«Agrivoltaico a Esenta, rinnovabili sì ma non a scapito del suolo agricolo».
Il gruppo di opposizione «Lonato Insieme» sta preparando un’interpellanza in merito a questo nuovo progetto ed ha espresso la propria preoccupazione per l’intervento agrivoltaico previsto a Esenta (a nord-ovest della Sp567 a 700 metri dal centro abitato) che prevede un impianto da 19,27 MWp, batterie di accumulo da 6,5 MW e un’area recintata di quasi 27 ettari, pari a circa 38 campi da calcio.
Lonato Insieme
«Non siamo contrari alle energie rinnovabili. Chiediamo però che vengano realizzate con criterio, privilegiando prima tetti, capannoni, parcheggi, aree dismesse e superfici già compromesse, invece di occupare grandi estensioni di terreno agricolo – hanno spiegato da Lonato Insieme – Anche la normativa europea sulla Valutazione di Impatto Ambientale, dalla Direttiva 2011/92/UE alla Direttiva 2014/52/UE, richiama la necessità di valutare gli effetti dei progetti su territorio, suolo, ambiente e popolazione, oltre alle alternative ragionevoli.
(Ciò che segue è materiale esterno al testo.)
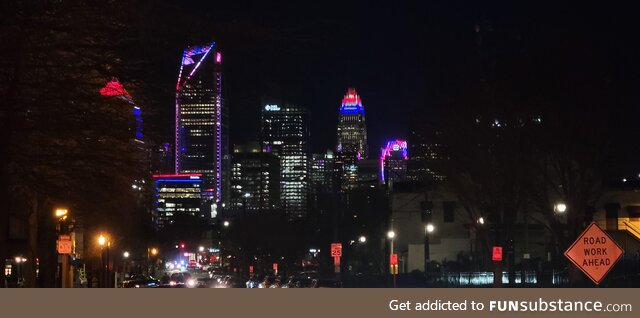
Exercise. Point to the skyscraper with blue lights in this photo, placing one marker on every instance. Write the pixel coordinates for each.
(352, 139)
(200, 136)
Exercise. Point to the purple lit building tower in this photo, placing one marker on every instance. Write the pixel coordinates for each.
(393, 161)
(201, 139)
(352, 139)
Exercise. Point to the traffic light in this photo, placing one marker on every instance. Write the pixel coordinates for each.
(426, 208)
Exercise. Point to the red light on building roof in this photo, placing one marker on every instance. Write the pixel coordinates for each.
(114, 88)
(351, 98)
(177, 175)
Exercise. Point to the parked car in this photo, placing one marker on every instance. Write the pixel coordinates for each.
(141, 283)
(325, 283)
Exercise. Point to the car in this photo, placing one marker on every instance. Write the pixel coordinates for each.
(297, 282)
(254, 281)
(140, 283)
(182, 278)
(325, 283)
(267, 282)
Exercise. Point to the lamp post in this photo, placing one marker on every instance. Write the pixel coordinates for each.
(559, 209)
(151, 252)
(125, 260)
(225, 226)
(428, 229)
(19, 260)
(104, 241)
(391, 236)
(64, 227)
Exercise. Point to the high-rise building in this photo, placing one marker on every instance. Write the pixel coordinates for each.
(200, 135)
(178, 196)
(428, 155)
(393, 161)
(255, 179)
(285, 133)
(115, 89)
(352, 139)
(321, 173)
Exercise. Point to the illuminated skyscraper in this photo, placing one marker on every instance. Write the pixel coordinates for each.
(393, 161)
(255, 179)
(178, 196)
(115, 89)
(285, 133)
(352, 139)
(200, 145)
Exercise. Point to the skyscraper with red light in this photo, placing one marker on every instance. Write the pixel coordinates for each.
(200, 135)
(352, 139)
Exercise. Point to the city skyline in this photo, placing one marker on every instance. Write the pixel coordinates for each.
(209, 144)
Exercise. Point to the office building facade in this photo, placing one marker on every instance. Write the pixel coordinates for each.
(255, 180)
(177, 196)
(285, 133)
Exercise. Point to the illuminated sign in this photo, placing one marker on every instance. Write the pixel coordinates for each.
(594, 252)
(496, 256)
(272, 108)
(351, 103)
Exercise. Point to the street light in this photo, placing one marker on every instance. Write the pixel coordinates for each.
(102, 241)
(430, 228)
(560, 207)
(61, 214)
(152, 251)
(391, 235)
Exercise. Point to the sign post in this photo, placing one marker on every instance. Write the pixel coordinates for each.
(336, 253)
(594, 253)
(393, 262)
(497, 254)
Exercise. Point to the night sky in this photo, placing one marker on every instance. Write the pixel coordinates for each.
(410, 61)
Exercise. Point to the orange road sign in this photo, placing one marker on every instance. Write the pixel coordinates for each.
(497, 253)
(336, 249)
(65, 246)
(594, 252)
(393, 259)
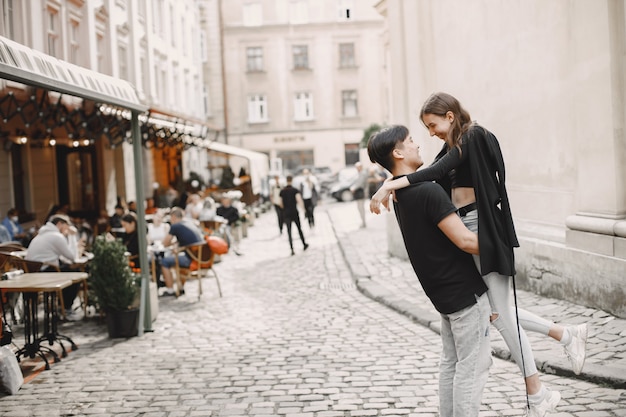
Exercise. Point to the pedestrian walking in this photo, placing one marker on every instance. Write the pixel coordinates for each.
(439, 247)
(309, 189)
(358, 188)
(275, 188)
(471, 166)
(290, 200)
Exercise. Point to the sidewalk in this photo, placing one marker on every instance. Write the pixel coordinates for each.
(392, 282)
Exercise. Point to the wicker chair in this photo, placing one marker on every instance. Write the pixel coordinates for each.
(201, 264)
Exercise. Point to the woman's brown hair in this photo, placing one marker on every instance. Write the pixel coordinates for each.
(442, 103)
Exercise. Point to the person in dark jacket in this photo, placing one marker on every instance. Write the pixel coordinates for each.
(290, 199)
(439, 247)
(471, 167)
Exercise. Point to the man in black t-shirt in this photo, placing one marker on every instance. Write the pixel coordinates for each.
(439, 247)
(184, 232)
(290, 199)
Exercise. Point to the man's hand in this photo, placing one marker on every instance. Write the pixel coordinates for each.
(380, 197)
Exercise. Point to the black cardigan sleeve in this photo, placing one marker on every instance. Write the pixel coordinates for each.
(440, 168)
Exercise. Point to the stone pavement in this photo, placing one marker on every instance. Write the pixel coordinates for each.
(291, 337)
(391, 281)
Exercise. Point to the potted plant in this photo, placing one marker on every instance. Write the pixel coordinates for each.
(114, 287)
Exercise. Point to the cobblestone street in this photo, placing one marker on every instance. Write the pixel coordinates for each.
(292, 336)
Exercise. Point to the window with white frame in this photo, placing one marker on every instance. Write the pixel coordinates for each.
(74, 41)
(254, 58)
(100, 52)
(346, 55)
(122, 55)
(298, 12)
(203, 47)
(53, 31)
(303, 107)
(257, 108)
(172, 26)
(141, 8)
(300, 56)
(8, 17)
(252, 14)
(206, 101)
(345, 8)
(157, 15)
(349, 103)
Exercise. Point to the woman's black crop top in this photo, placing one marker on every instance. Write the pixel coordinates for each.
(455, 164)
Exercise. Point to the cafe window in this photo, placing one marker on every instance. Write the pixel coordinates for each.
(303, 107)
(349, 103)
(300, 56)
(344, 9)
(298, 12)
(257, 109)
(74, 42)
(53, 32)
(254, 57)
(346, 55)
(252, 14)
(8, 17)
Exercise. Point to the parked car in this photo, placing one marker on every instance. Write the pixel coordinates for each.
(323, 174)
(340, 187)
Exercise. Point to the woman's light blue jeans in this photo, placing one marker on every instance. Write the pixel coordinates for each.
(500, 300)
(465, 359)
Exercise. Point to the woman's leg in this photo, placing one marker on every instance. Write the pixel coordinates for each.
(573, 338)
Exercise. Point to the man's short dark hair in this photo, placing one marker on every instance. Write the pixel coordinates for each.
(60, 218)
(382, 143)
(177, 212)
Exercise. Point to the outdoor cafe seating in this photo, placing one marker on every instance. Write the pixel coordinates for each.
(202, 260)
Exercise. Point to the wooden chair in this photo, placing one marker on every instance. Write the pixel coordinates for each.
(11, 247)
(202, 259)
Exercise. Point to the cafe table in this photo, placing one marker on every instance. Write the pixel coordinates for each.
(50, 284)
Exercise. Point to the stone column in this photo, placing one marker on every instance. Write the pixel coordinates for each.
(599, 225)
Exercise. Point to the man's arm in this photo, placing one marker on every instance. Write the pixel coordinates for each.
(452, 226)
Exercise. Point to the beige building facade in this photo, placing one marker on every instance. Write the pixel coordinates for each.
(548, 79)
(303, 79)
(151, 45)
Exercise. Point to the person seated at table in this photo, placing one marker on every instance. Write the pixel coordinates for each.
(102, 223)
(185, 232)
(194, 206)
(157, 232)
(52, 246)
(151, 207)
(12, 224)
(131, 238)
(231, 214)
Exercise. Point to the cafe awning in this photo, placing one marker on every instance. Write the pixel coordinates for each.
(31, 67)
(258, 162)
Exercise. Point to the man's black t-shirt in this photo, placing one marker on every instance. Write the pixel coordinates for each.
(290, 206)
(447, 274)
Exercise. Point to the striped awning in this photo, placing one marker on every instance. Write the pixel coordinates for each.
(27, 66)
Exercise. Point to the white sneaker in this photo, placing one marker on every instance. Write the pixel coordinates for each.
(576, 350)
(548, 404)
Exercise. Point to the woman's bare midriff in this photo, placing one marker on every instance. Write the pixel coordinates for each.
(462, 196)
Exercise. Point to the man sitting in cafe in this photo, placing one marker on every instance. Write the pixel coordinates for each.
(56, 240)
(185, 232)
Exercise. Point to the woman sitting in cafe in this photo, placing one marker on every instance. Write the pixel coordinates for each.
(52, 247)
(131, 239)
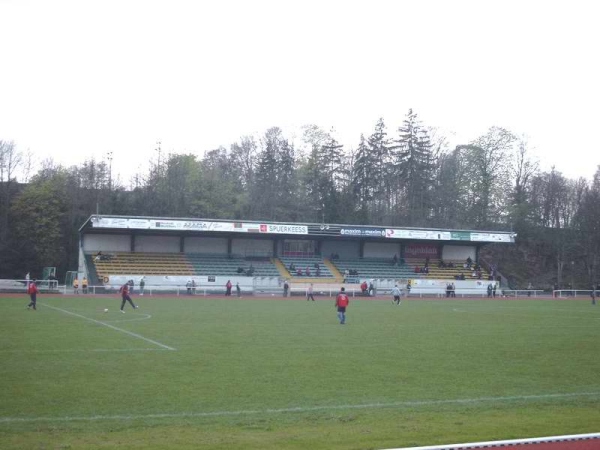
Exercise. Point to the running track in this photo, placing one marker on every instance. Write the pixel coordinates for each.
(572, 442)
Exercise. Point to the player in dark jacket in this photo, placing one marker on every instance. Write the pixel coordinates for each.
(125, 296)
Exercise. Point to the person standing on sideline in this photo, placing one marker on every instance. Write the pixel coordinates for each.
(32, 290)
(396, 293)
(341, 303)
(124, 290)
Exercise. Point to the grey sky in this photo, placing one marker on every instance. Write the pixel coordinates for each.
(83, 78)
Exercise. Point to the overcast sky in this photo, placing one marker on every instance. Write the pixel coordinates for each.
(83, 78)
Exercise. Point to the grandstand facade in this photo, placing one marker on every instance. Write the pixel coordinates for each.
(114, 249)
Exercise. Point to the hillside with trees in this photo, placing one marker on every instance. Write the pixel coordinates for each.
(398, 175)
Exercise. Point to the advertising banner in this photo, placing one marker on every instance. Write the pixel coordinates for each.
(417, 234)
(421, 251)
(373, 232)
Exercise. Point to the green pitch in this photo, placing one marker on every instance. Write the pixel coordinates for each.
(258, 373)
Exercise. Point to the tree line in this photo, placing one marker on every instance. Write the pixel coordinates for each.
(395, 176)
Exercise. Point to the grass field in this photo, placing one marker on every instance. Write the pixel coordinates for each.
(266, 373)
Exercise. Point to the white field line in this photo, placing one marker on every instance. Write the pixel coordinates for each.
(130, 333)
(142, 317)
(511, 442)
(299, 409)
(495, 312)
(74, 350)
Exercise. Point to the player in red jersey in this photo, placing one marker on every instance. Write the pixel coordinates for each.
(32, 290)
(341, 302)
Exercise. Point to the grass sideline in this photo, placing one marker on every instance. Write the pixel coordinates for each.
(260, 373)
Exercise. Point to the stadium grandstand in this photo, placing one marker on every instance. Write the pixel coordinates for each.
(171, 253)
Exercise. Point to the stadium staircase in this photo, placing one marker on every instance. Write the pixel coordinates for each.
(336, 273)
(283, 272)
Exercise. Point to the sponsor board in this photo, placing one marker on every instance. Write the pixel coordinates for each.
(418, 234)
(283, 229)
(374, 232)
(491, 237)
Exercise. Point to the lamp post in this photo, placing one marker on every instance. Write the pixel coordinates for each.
(573, 276)
(109, 157)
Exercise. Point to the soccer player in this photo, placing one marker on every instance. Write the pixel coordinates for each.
(341, 302)
(32, 290)
(125, 297)
(396, 293)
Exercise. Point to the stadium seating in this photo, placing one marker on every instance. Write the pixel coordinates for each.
(301, 263)
(122, 263)
(375, 268)
(214, 264)
(441, 273)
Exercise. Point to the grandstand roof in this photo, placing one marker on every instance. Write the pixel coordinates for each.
(215, 227)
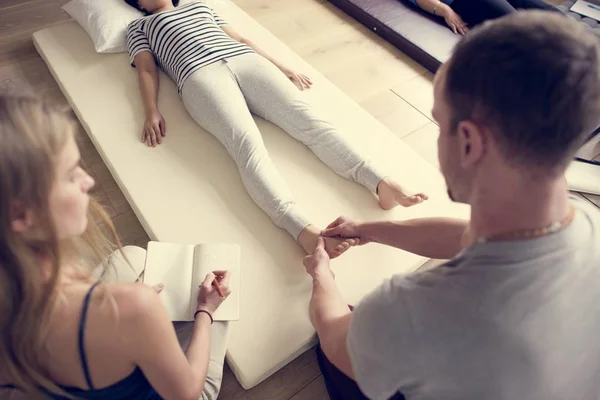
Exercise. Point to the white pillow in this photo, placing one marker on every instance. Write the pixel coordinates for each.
(105, 21)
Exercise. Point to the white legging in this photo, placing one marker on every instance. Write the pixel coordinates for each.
(220, 97)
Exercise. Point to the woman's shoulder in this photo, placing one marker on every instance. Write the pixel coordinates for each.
(133, 300)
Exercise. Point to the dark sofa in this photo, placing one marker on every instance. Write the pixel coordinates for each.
(421, 36)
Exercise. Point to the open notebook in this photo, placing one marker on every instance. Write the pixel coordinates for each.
(182, 268)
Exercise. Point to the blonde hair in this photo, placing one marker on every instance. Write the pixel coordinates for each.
(32, 136)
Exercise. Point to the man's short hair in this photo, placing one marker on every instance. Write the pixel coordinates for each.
(533, 78)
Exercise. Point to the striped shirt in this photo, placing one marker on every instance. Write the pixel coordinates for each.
(183, 40)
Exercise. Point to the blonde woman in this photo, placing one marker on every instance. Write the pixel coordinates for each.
(62, 333)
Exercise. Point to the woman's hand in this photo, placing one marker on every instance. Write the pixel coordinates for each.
(302, 81)
(454, 20)
(209, 298)
(154, 129)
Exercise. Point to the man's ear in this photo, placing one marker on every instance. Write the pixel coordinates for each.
(22, 219)
(471, 143)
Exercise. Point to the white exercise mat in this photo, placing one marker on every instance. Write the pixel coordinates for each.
(188, 190)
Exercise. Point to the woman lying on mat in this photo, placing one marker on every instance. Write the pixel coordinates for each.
(222, 78)
(460, 14)
(64, 334)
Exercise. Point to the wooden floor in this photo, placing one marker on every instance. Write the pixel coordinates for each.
(382, 80)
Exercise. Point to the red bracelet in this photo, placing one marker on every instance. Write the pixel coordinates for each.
(207, 313)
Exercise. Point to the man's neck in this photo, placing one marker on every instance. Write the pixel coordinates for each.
(521, 205)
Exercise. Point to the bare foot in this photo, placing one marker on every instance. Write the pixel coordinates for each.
(335, 247)
(392, 194)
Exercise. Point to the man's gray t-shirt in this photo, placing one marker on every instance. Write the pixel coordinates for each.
(503, 320)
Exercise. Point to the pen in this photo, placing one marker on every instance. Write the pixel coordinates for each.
(593, 7)
(218, 287)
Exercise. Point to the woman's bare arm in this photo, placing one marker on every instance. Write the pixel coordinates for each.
(439, 8)
(156, 350)
(154, 126)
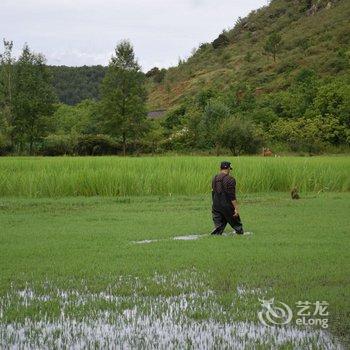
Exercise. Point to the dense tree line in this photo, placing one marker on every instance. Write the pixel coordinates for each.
(312, 115)
(75, 84)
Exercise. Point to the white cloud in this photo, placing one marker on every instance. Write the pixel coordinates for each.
(85, 31)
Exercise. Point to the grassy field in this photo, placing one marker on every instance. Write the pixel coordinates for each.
(72, 274)
(115, 176)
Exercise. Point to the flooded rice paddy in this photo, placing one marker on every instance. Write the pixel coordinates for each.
(193, 318)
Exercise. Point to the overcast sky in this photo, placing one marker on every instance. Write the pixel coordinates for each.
(78, 32)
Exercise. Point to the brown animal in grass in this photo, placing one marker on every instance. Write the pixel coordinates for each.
(267, 152)
(295, 193)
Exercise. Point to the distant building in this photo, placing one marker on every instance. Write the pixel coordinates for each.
(156, 114)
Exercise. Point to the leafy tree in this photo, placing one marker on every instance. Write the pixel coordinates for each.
(333, 99)
(33, 99)
(76, 120)
(123, 102)
(221, 41)
(239, 135)
(76, 84)
(310, 134)
(273, 44)
(6, 91)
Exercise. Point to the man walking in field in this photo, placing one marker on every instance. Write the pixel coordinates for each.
(225, 207)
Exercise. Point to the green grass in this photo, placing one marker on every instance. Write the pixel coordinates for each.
(115, 176)
(299, 250)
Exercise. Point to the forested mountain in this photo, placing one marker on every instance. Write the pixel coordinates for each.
(75, 84)
(280, 78)
(312, 34)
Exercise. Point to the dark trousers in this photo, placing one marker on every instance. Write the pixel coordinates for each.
(222, 216)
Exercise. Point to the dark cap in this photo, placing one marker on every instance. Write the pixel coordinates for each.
(225, 165)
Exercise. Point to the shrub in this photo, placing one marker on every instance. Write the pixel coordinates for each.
(57, 145)
(5, 146)
(96, 145)
(221, 41)
(239, 136)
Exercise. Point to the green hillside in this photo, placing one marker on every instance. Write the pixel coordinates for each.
(314, 35)
(75, 84)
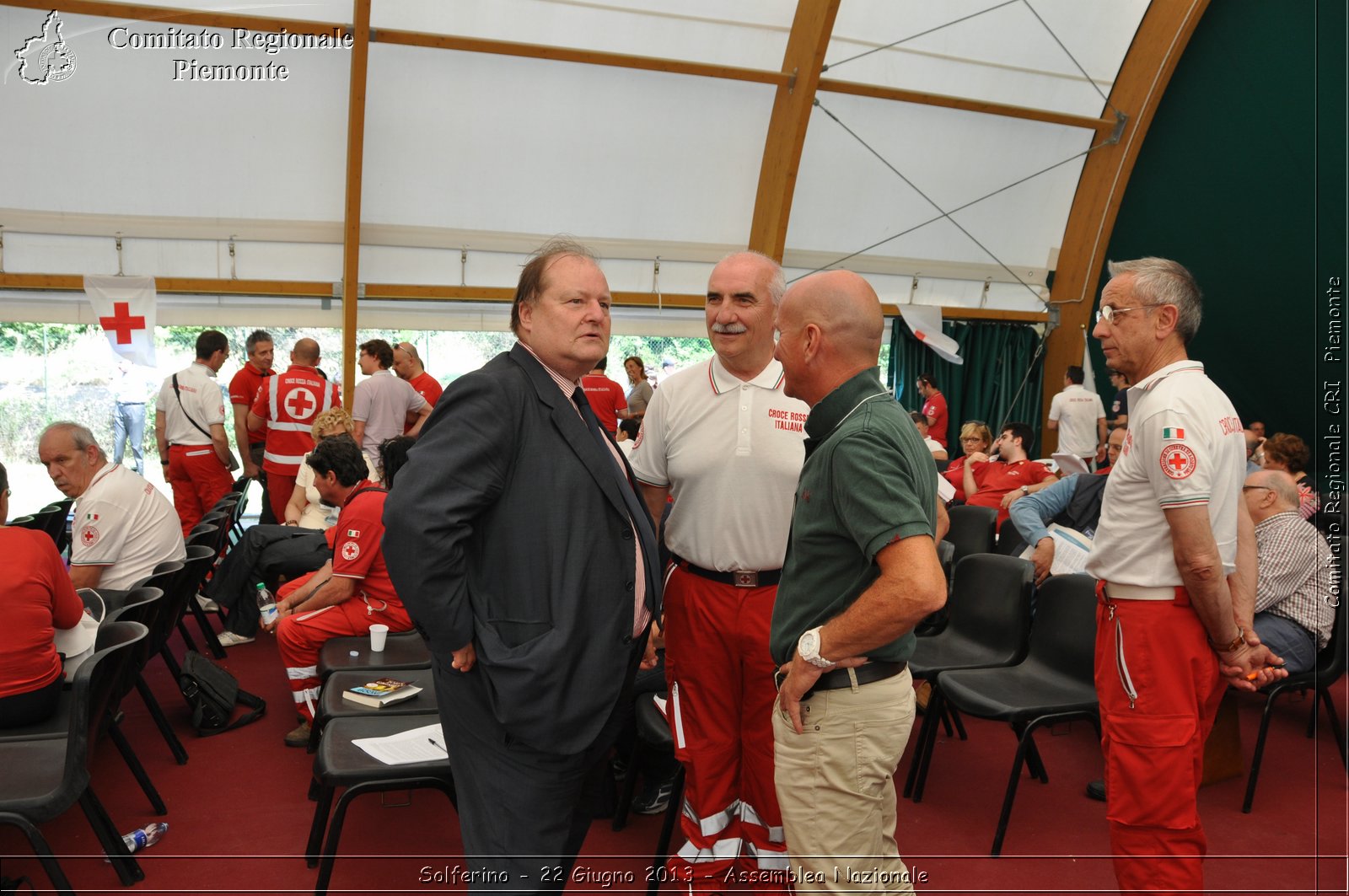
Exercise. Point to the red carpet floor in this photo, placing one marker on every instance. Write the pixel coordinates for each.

Per questo chiediamo se, prima di arrivare a Esenta, siano state davvero considerate localizzazioni meno impattanti».
A preoccupare il gruppo è l’impatto ambientale di questo impianto. «Il progetto viene presentato come agrivoltaico, ma le sue dimensioni, la recinzione, le cabine elettriche, la viabilità interna e l’area batterie impongono una domanda chiara: si tratta davvero di agricoltura integrata con produzione energetica o di un grande parco fotovoltaico su suolo agricolo? La stessa Provincia di Brescia ha chiesto integrazioni rilevanti: chiarimenti sulla natura agrivoltaica dell’impianto, dimostrazione del mantenimento dell’80% della produzione agricola, relazione sanitaria, piano economico-finanziario e altri approfondimenti. Questo dimostra che il progetto non può essere considerato una pratica ordinaria né tantomeno già chiusa. Come “Lonato Insieme” presenteremo un’interpellanza in Consiglio comunale per chiedere all’Amministrazione a che punto sia il procedimento, se il Comune abbia già espresso osservazioni, quali garanzie siano state richieste sulla reale prosecuzione dell’attività agricola e se esista un Piano Energetico Comunale o altro strumento di programmazione per lo sviluppo delle rinnovabili. C’è poi una domanda politica che non può essere evitata: perché ancora Esenta? Dopo essere stata già individuata per il progetto del depuratore del Garda, oggi la frazione si trova nuovamente al centro di un intervento di forte impatto territoriale. Il punto non è dire no alle rinnovabili, ma decidere dove e come realizzarle. Senza trasparenza, senza una vera valutazione delle alternative e senza tutela del suolo agricolo, il rischio è che Lonato subisca scelte calate dall’alto e perda altri pezzi della propria identità agricola e paesaggistica».
Consiglio comunale
Durante l’ultimo Consiglio comunale il sindaco Nicola Bianchi è intervenuto in merito a questo progetto: «È chiaro che è una cosa che ha lasciato perplesso me per primo e tutti quanti, perché parliamo di una grande realizzazione che peraltro la normativa incentiva. Oggi si va verso questa direzione delle energie rinnovabili. Benissimo, ne prendiamo atto, ma noi ci muoveremo e faremo tutto quello che è nelle nostre competenze per valutare fino in fondo l’opera. E soprattutto il rapporto con l’eventuale depuratore del Garda, sempre ammesso che venga realizzato».